In the past, we have seen day by day the Collects for all the days of Lent according to the Novus Ordo. I thought I would do something similar with the prayers for Advent.
I won’t make references to the lame-duck ICEL renditions. They aren’t worthy of our attention.
So we can turn our attention to the
Fac nos, quaesumus, Domine Deus noster,
adventum Christi Filii tui sollicitos expectare,
ut, dum venerit pulsans, orationibus vigilantes,
et in suis inveniat laudibus exsultantes.
We beseech You, O Lord our God, cause
us anxious ones to await the Coming of Christ Your Son,
so that, while He will have come knocking,
He will find us being vigilant in prayers and rejoicing in His praises.
The prime images here are Christ, on the move and coming to the door, where He stands knocking. We, on the other hand are within, keeping vigil. Thus, it is dark, late night, early morning. So, there is an interesting tension in the prayer. It compresses three distinct moments: Christ in motion, coming to the door. Christ at the door knocking. Christ entering through the door and finding the state we are in. The use of the present participles makes this tension possibles.
This prayer is from a very ancient source. It is adapted from an oration in the Gelasian Sacramentary. Here is the ancient text with the main differences underscored.
Fac nos, quaesumus, domine deus noster, peruigiles atque sollicitos aduentum expectare Christi filii tui domini nostri, ut dum venerit pulsans, non dormientis [sic] peccatis sed vigilantes et in suis inveniat laudibus exsultantes. That dormientis is like dormientes, an alternate form.
Do you see any theological difference? The text is slightly rearranged, but that doesn’t make too much difference. The main thing is that the snip-pasters of the Novus Ordo cut out the concept of sin: "so that when He will have come, He will not find (us) sleeping in sins, but waking…".
This gives us a little more insight. Remember that during Advent was have the constant cry to "Wake up!" In ancient times (and in the 1962MR and in the 2002MR) the lesson for Sunday, yesterday, was from Romans 13 where Paul says
Brethren, knowing that it is now the hour for us to rise from our sleep. For now our salvation is nearer than when we believed. The night is past and the day is at hand. Let us therefore cast off the works of darkness, and put on the armor of light. Let us walk honestly, as in the day: not in rioting and drunkenness, not in chambering and impurities, not in contention and envy: but put ye on the Lord Jesus Christ.
In the Novus Ordo Gospel from Matthew 24 for Sunday Jesus says: "Therefore, stay awake!"

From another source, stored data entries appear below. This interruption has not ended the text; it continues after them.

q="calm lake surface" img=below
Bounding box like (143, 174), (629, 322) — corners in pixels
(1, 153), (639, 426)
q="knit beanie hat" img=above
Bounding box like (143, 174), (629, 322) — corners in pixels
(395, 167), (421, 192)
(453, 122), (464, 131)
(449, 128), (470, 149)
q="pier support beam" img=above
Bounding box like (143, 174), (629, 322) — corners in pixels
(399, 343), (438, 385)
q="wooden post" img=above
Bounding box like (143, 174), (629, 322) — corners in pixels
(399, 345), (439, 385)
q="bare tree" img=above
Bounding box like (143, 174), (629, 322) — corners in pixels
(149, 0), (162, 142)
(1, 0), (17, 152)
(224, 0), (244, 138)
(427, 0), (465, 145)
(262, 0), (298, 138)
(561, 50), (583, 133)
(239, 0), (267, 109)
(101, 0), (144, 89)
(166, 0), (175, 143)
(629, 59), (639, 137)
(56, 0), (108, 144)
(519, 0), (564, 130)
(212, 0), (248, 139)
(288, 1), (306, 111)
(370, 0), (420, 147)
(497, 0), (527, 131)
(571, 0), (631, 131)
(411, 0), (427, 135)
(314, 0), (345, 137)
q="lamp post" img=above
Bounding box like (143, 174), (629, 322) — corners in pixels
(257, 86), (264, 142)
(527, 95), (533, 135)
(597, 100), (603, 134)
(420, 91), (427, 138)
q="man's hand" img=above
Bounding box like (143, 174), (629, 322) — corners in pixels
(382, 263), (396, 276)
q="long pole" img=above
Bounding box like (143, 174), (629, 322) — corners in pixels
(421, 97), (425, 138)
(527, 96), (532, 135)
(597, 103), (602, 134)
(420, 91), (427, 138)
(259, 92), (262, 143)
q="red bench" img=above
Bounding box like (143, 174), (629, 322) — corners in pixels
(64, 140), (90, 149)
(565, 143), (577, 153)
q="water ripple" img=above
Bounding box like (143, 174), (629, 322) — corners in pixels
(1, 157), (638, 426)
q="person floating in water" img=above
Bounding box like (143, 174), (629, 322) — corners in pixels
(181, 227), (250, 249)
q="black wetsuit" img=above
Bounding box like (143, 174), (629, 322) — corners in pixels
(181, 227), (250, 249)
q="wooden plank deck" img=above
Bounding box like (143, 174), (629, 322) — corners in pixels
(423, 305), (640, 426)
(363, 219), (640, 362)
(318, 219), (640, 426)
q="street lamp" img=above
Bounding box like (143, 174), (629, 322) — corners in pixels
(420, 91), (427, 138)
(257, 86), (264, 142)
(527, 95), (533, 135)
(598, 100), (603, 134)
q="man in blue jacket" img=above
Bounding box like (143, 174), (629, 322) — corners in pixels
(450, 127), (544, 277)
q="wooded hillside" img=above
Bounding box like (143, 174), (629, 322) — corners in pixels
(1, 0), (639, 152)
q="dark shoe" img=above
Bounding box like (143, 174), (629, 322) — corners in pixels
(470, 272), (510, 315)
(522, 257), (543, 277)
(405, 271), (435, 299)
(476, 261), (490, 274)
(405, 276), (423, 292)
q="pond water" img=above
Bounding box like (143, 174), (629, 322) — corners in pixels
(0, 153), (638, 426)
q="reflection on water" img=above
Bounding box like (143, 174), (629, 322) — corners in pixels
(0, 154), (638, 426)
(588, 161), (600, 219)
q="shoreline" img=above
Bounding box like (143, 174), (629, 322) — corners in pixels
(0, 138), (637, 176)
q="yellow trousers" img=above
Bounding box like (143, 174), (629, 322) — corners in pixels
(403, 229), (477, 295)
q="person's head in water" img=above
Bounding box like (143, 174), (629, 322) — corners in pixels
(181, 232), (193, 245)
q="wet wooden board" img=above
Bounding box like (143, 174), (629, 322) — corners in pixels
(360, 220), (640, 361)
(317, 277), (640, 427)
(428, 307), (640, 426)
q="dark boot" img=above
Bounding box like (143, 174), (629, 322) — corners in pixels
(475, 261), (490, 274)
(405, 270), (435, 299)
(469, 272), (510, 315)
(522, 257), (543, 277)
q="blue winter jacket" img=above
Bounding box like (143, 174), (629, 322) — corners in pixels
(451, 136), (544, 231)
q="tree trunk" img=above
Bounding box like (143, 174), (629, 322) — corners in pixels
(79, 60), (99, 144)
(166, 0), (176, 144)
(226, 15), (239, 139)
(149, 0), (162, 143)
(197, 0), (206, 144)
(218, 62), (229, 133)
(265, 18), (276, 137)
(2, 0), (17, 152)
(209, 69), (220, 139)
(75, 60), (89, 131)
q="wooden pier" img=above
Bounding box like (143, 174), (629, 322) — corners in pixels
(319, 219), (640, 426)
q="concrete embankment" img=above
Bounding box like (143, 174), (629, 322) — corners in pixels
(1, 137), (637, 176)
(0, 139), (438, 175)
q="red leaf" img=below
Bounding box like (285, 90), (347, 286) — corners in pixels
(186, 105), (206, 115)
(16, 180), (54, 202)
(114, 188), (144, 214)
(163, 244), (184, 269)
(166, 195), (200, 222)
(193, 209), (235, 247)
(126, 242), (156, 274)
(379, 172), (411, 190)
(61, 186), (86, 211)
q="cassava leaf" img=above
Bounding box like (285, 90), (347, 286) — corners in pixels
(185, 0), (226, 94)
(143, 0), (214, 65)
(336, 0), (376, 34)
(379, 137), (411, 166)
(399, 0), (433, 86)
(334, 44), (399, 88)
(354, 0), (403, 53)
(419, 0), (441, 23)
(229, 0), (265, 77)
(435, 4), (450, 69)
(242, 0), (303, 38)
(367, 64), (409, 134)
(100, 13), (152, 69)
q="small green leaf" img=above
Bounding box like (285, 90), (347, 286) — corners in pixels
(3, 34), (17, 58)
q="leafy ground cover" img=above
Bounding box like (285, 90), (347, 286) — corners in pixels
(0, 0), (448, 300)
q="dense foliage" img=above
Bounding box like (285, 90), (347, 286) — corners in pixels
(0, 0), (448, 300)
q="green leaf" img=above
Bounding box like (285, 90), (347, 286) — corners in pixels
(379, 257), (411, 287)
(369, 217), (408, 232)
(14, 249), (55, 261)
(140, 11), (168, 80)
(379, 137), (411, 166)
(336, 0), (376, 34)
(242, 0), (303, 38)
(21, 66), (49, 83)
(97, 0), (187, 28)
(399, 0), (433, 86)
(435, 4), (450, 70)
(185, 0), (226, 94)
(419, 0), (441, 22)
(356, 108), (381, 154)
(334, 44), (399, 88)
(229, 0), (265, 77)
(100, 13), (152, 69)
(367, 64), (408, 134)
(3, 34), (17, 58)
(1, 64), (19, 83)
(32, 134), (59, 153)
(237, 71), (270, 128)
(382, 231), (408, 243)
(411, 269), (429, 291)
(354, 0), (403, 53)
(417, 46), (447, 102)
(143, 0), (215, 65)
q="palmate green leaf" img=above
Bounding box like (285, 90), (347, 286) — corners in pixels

In another place the Lord describes how wise servants stay alert even during the night when the master is gone and must come home to find them ready to open the door to him. In Matthew 24 Jesus speaks of the need for the master of the house to be vigilant against the enemy, the thief who would steal what is precious: our eternal happiness. I find it interesting that Christ speaks of the need for both master and servants to be vigilant. There is a measure of shared responsibility. In fact, the master will serve the servants. In Luke 12 we read:
“Blessed are those slaves whom the master will find on the alert when he comes; truly I say to you, that he will gird himself to serve, and have them recline at the table, and will come up and wait on them.”

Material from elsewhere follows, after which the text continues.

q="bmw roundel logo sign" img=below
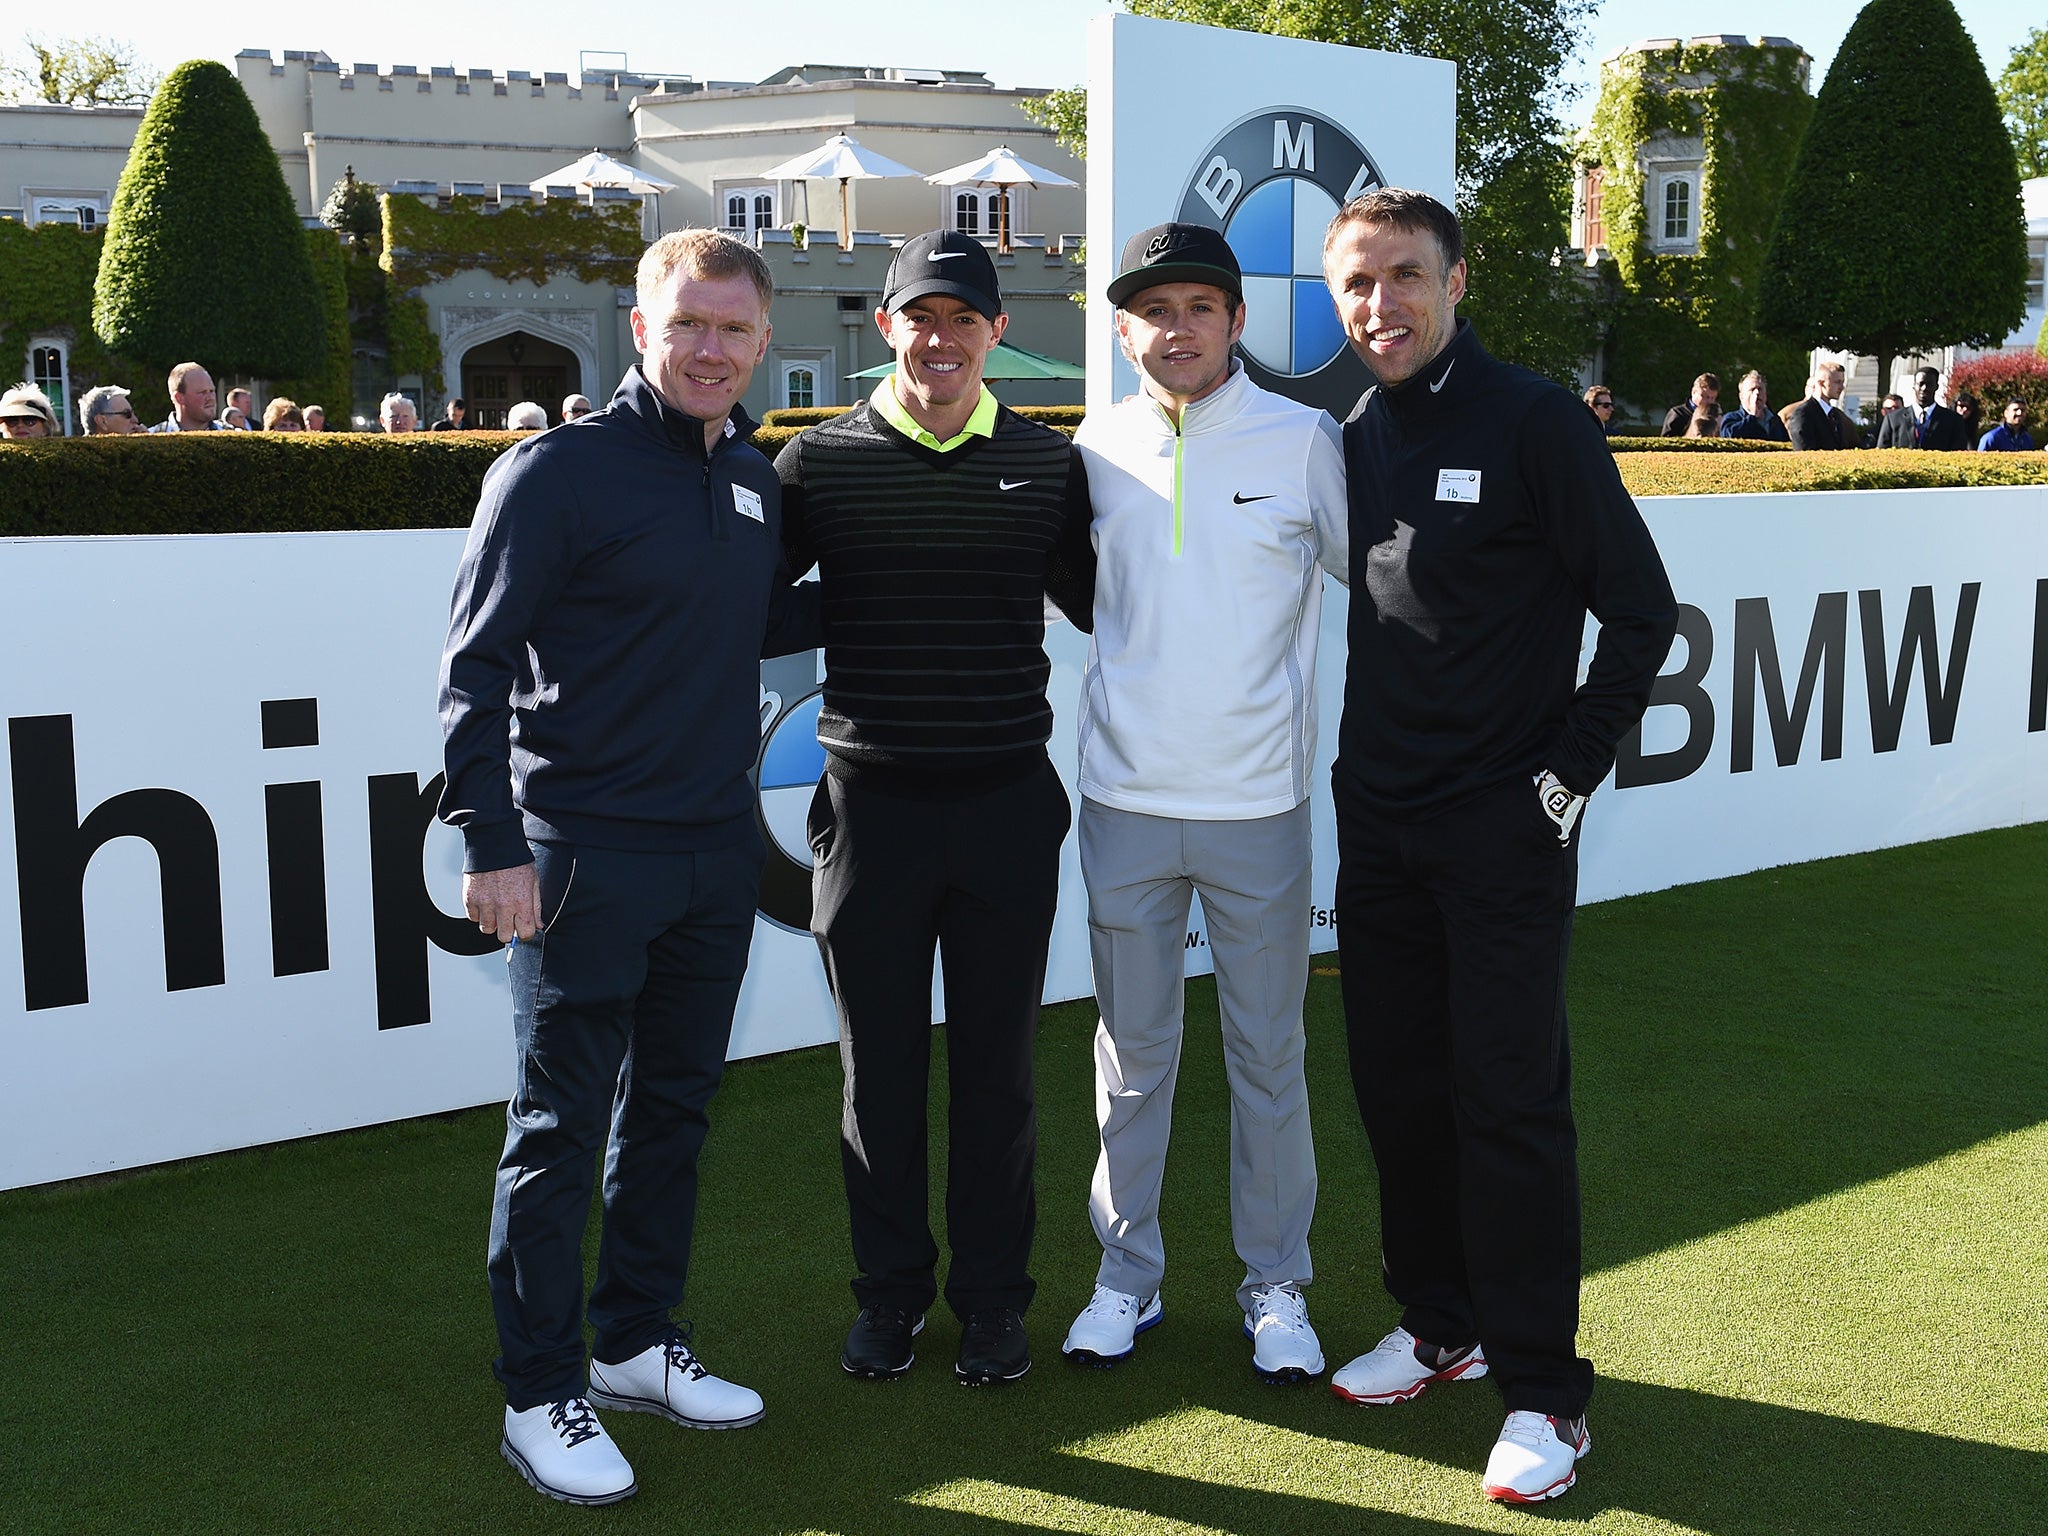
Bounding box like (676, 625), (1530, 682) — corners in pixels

And not forgetting that the season of Advent is about the Coming of the Lord at the end of things to judge the living and the dead, we can consider also the Book of Revelation 3:
“To the angel of the church in Laodicea, write this: ” ‘The Amen, the faithful and true witness, the source of God’s creation, says this: “I know your works; I know that you are neither cold nor hot. I wish you were either cold or hot. So, because you are lukewarm, neither hot nor cold, I will spit you out of my mouth. For you say, ‘I am rich and affluent and have no need of anything,’ and yet do not realize that you are wretched, pitiable, poor, blind, and naked. I advise you to buy from me gold refined by fire so that you may be rich, and white garments to put on so that your shameful nakedness may not be exposed, and buy ointment to smear on your eyes so that you may see. Those whom I love, I reprove and chastise. Be earnest, therefore, and repent. ” ‘”Behold, I stand at the door and knock. If anyone hears my voice and opens the door, (then) I will enter his house and dine with him, and he with me.